Microsoft, through its 4Afrika Initiative, supports the digital transformation of African agriculture.

“A while back we noticed that agricultural companies were trying to make sense of things like big data, AI, machine learning and analytics. These things rapidly moved their way into agriculture and most companies were not equipped to handle or deal with these new technologies. The need for technology companies like Microsoft to help them navigate this shift is critical,” says Amrote Abdella, Microsoft 4Afrika’s regional director. “We believe technology advancements have the potential to drive significant economic growth and societal impact, specifically because technology is able to bridge gaps in infrastructure that have previously kept people locked out of the formal economy and unable to access essential services on the continent.”

Working with Felix Musau from Kenya, Microsoft helped to develop AGIN, a mobile and Azure cloud-based service that connects farmers to much-needed credit services. Using mobile phones, farmers can capture information like farm size, location, soil composition and crops grown. Using Azure’s built-in AI and machine learning tools, AGIN then helps farmers to establish a credit profile, allowing them to access resources like small loans, with credit lines they can use without ever visiting a bank.

AGIN has served over 140,000 farmers in Kenya and facilitated over US$1.3 million (€1.2 million) per month in transactions, including loans and insurance. After receiving financial and technical support from Microsoft 4Afrika, AGIN now has hopes to expand its reach to 300 million farmers in sub-Saharan Africa by 2020.

Microsoft 4Afrika also works closely with Tulaa, a commerce solution for rural African farmers. Tulaa uses mobile technology and mobile money to enable farms to save and borrow to purchase inputs and agricultural advice, and market their crops at harvest.
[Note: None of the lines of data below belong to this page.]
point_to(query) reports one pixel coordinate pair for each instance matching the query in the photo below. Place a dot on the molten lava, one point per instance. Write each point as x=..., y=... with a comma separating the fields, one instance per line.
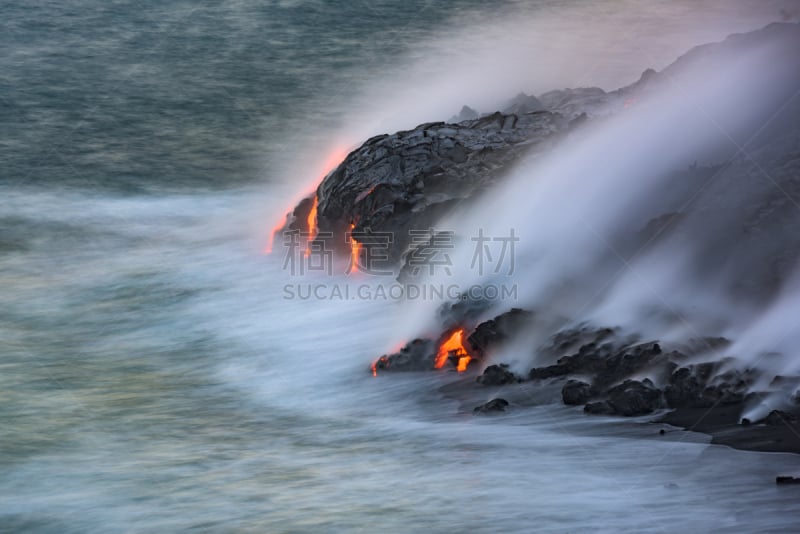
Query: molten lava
x=334, y=159
x=312, y=225
x=275, y=231
x=355, y=251
x=453, y=346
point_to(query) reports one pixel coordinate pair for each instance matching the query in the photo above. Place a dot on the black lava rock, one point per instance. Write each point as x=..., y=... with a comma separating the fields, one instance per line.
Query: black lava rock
x=576, y=392
x=634, y=397
x=493, y=406
x=497, y=375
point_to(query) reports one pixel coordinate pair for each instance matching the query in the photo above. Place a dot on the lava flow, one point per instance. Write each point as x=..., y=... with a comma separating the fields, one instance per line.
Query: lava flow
x=312, y=225
x=453, y=347
x=334, y=159
x=355, y=250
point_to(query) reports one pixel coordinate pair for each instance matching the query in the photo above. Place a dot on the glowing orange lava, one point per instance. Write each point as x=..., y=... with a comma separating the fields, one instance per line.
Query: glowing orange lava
x=454, y=345
x=312, y=225
x=334, y=159
x=275, y=231
x=355, y=251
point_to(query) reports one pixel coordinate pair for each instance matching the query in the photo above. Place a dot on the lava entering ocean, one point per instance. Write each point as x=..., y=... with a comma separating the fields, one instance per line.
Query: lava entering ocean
x=334, y=159
x=453, y=347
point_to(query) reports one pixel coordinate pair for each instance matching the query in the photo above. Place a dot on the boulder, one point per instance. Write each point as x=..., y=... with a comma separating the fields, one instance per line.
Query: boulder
x=497, y=375
x=493, y=406
x=417, y=355
x=778, y=418
x=576, y=392
x=495, y=331
x=634, y=397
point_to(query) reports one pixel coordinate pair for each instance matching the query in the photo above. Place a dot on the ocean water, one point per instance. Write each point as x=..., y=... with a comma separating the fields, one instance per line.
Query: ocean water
x=152, y=375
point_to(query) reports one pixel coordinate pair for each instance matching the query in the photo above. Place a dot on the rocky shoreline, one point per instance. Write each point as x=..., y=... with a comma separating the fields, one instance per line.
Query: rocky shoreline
x=410, y=179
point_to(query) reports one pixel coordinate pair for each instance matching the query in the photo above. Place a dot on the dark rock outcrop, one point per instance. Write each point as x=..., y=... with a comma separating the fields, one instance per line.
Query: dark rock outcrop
x=576, y=392
x=497, y=375
x=418, y=355
x=778, y=417
x=495, y=331
x=699, y=386
x=634, y=397
x=493, y=406
x=631, y=398
x=408, y=180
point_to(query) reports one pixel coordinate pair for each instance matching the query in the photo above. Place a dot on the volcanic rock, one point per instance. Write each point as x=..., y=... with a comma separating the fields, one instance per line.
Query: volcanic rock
x=466, y=114
x=495, y=331
x=576, y=392
x=697, y=386
x=493, y=406
x=408, y=180
x=418, y=355
x=634, y=397
x=497, y=375
x=523, y=103
x=778, y=417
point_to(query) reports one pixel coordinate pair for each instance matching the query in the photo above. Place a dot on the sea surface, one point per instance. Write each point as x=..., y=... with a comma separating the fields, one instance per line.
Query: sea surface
x=153, y=375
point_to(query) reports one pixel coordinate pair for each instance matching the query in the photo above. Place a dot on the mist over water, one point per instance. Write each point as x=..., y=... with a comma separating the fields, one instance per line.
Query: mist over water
x=154, y=377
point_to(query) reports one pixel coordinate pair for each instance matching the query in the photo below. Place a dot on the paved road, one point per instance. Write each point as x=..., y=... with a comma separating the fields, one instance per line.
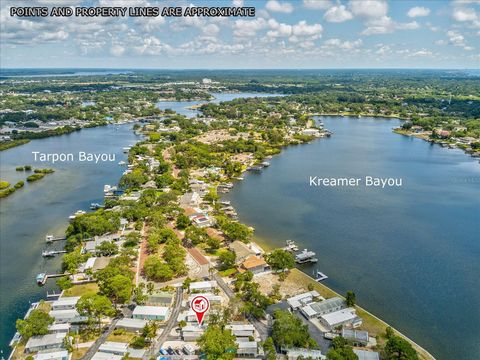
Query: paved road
x=262, y=329
x=94, y=348
x=171, y=322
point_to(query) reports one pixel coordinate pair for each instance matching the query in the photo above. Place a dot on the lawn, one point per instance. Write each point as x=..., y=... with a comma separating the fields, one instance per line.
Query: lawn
x=84, y=289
Though 4Afrika’s AI PopUp Lab in Kenya, Microsoft assisted Tulaa with integrating machine learning into their model to assess credit worthiness. “AI and machine learning offer unprecedented opportunities to reach millions of farmers far more efficiently than we could in the past. At Tulaa, we are only beginning to realise the potential of this technology to transform supply chains and the lives of smallholder farmers,” says Hillary Miller-Wise, Tulaa’s CEO.
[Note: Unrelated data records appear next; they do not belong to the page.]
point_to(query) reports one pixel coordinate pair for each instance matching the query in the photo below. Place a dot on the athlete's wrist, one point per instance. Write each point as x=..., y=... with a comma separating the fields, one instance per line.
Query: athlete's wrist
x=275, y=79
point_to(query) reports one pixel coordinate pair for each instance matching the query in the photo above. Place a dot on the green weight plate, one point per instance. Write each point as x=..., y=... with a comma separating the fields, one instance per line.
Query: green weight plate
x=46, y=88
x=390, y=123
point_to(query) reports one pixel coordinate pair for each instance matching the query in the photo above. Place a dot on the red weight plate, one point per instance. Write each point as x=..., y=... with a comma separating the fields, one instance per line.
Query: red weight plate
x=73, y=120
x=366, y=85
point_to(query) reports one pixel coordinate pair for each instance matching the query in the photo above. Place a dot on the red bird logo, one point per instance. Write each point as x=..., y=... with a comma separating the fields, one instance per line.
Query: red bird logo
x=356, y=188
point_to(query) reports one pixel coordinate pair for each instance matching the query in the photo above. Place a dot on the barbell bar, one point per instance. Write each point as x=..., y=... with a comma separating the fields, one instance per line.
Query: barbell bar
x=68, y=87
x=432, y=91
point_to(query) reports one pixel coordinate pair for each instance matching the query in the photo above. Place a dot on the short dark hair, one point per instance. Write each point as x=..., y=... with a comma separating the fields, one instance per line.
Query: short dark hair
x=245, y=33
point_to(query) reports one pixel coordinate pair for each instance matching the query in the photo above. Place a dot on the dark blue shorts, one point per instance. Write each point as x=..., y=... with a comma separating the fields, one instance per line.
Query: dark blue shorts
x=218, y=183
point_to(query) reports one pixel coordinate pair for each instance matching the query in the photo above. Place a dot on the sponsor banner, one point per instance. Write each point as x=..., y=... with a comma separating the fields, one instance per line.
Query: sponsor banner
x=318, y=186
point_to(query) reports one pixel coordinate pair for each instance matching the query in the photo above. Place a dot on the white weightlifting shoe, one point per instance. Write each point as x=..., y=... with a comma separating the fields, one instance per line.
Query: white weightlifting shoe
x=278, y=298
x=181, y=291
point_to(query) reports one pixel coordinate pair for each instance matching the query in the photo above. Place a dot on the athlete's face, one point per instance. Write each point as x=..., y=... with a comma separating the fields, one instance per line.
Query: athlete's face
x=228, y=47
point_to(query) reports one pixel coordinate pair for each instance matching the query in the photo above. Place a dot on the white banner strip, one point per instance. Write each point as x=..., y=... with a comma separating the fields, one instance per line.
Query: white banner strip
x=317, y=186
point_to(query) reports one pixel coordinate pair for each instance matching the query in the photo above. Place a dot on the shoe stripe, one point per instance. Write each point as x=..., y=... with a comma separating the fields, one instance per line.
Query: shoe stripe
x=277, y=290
“The ability for platforms like Tulaa to scale will be driven in part by our ability to harness the power of AI. The zeitgeist now is around bundled services and platform solutions for smallholder farmers. One of the major reasons that these models are emerging is the availability of AI and machine learning that was not there even 5 years ago,” adds Miller-Wise. CTA is also encouraging young developers to embrace data analytics and AI. During the 2019 edition of Pitch AgriHack – CTA’s competition supporting young digital agriculture start-ups – a special prize on “Data Analytics” was awarded.
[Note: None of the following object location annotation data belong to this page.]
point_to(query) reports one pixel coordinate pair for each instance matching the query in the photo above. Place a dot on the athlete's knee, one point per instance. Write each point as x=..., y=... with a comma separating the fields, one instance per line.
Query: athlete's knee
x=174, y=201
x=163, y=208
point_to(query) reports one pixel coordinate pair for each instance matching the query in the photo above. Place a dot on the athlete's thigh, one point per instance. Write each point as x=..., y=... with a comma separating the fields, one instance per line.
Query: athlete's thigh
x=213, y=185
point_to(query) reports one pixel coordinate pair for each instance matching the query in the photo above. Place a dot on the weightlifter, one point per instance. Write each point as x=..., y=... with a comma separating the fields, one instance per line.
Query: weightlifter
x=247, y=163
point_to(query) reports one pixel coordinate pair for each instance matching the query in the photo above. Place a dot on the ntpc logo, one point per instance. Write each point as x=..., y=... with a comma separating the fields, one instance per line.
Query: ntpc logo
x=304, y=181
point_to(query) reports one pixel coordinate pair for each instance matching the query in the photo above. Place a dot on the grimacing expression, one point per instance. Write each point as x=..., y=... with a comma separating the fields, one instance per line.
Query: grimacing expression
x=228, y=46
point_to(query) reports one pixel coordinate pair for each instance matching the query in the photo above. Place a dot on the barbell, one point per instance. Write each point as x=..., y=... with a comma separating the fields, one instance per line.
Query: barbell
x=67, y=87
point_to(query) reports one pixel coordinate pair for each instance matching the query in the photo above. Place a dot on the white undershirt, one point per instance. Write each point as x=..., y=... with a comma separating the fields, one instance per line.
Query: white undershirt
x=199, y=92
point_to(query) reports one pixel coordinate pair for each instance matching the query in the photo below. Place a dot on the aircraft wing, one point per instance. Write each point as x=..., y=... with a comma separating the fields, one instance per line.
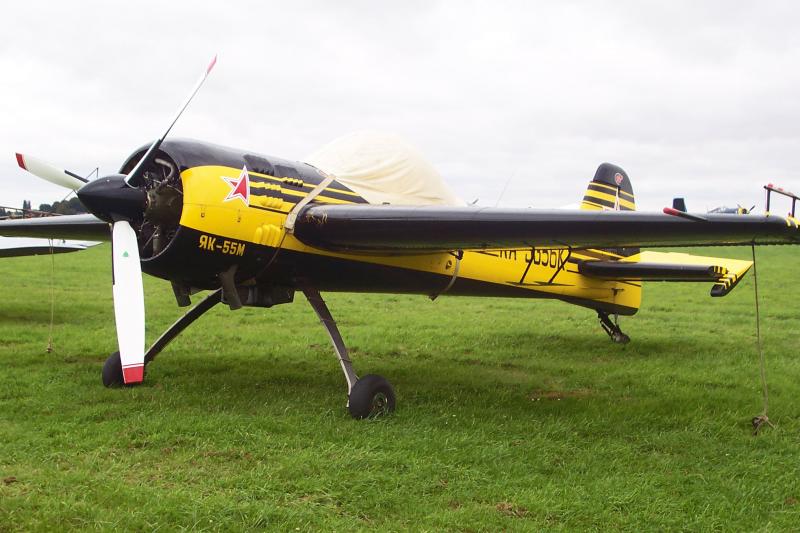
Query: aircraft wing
x=395, y=229
x=21, y=246
x=81, y=227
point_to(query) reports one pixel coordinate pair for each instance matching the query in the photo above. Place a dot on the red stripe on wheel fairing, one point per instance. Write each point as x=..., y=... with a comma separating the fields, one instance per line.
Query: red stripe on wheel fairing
x=133, y=374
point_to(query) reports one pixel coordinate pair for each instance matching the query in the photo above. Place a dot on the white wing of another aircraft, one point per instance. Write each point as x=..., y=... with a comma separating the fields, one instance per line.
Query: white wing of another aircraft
x=20, y=246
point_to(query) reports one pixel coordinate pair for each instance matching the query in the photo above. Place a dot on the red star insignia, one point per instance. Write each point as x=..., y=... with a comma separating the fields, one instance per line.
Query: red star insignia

The future of agriculture is set to be more automated and data-driven. With innovative, African-driven solutions that make use of AI, smallholder farmers throughout the continent will be able to make smarter, data-driven decisions, becoming more proactive and profitable, as they farm for the future. “We’re just at the start of a revolution in AI,” says Tom Ilube, a futurist and the founder of the African Science Academy in Ghana. “At the heart of AI is the algorithms that drive it. These algorithms define the future. If Africa is going to be a part of the future, we need to be defining the algorithms that tell us what the future looks like.”